Агин вежливо выслушал нас, откинувшись на спинку кресла, и, кивая головой, тихо засмеялся.
– Я ждал этой исповеди, – сказал он, – но, признаться, несколько позже. Я все знаю. Нельзя сказать, чтобы я был восхищен вашей выдумкой, – она лежит слишком близко от криминала. Но поскольку это изобрели не вы, а тот маленький человек с плохой итальянской фамилией, то на вас нет особой вины. А я был бы никуда не годным руководителем, если бы не догадался, что здесь дело, несомненно, подмоченное.
– Как же вы догадались? – спросил Яша.
– Прежде всего у нас по схеме нет никакого информационного отдела. Он свалился на Опродкомгуб как снег на голову. Кое-что начал подозревать с первой же минуты милейший наш комендант, Карп Поликарпович. Он первый же и доложил мне, что люди, видно, интеллигентные, никак не жулики, должно быть, хорошие работники, и не стоит подымать шума и губить их. Но, признаюсь, мне нелегко было задним числом включить этот самозваный отдел в структуру учреждения. Самое удивительное, что этот отдел действительно оказался нужным. Отсутствие его было бы явным ущербом. За что и примите мою благодарность.
Лабиринты из фанеры
Вдоль тротуаров зацвели старые акации. Все вокруг было усыпано их желтоватыми цветами.
Опродкомгуб к весне переехал с Ришельевской в самую гущу этих уличных акаций – в «Северную гостиницу» на Дерибасовской.
Первые годы революции отличались необыкновенной непоседливостью учреждений. Они постоянно переселялись.
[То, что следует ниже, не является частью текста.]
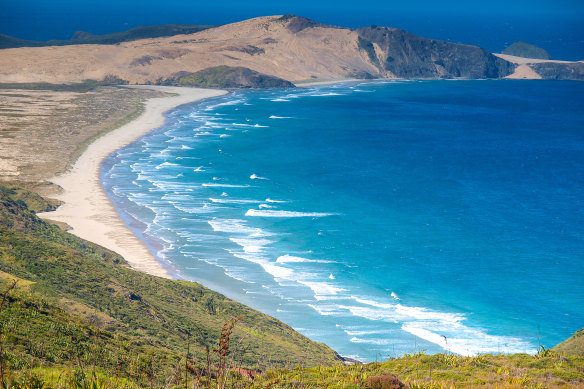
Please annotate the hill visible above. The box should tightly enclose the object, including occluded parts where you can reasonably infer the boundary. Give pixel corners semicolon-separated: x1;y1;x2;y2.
0;24;215;49
501;42;551;59
0;15;515;84
0;186;340;385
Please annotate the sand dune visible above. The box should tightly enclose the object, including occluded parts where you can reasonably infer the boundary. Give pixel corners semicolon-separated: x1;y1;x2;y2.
39;86;227;277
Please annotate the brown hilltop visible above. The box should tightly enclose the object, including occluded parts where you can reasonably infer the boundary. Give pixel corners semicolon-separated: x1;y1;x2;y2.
0;16;513;84
0;16;378;84
0;15;584;83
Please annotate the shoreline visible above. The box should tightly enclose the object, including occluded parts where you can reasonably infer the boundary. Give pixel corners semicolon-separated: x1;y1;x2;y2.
38;85;228;278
Шумно заняв какой-нибудь дом, учреждение прежде всего строило внутри множество фанерных (или, как говорят на юге, «диктовых») перегородок с такими же фанерными хлипкими дверями.
Фанерный лабиринт из одного какого-нибудь учреждения, если бы его вытянуть в одну линию, мог бы, пожалуй, опоясать стеной всю Одессу по окружавшей город Портофранковской улице.
Фанерные перегородки, никогда не доходившие до потолка, пересекались под самыми причудливыми углами, резали надвое лестничные площадки, создавали темные, загадочные переходы, тупики и закоулки.
Если бы с этих учреждений, заполненных перегородками, можно было снять крыши или сделать вертикальный разрез дома от чердака до подвала, то перед пораженными зрителями открылась бы картина запутанного человеческого муравейника. Он был заполнен особой породой человеко-муравьев. Они исписывали за день горы бумаги и прятали их на ночь, как в соты, в фанерные клетушки.
На фанерные перегородки полагалось клеить кипы приказов, объявления и огромные, как простыни, стенные газеты.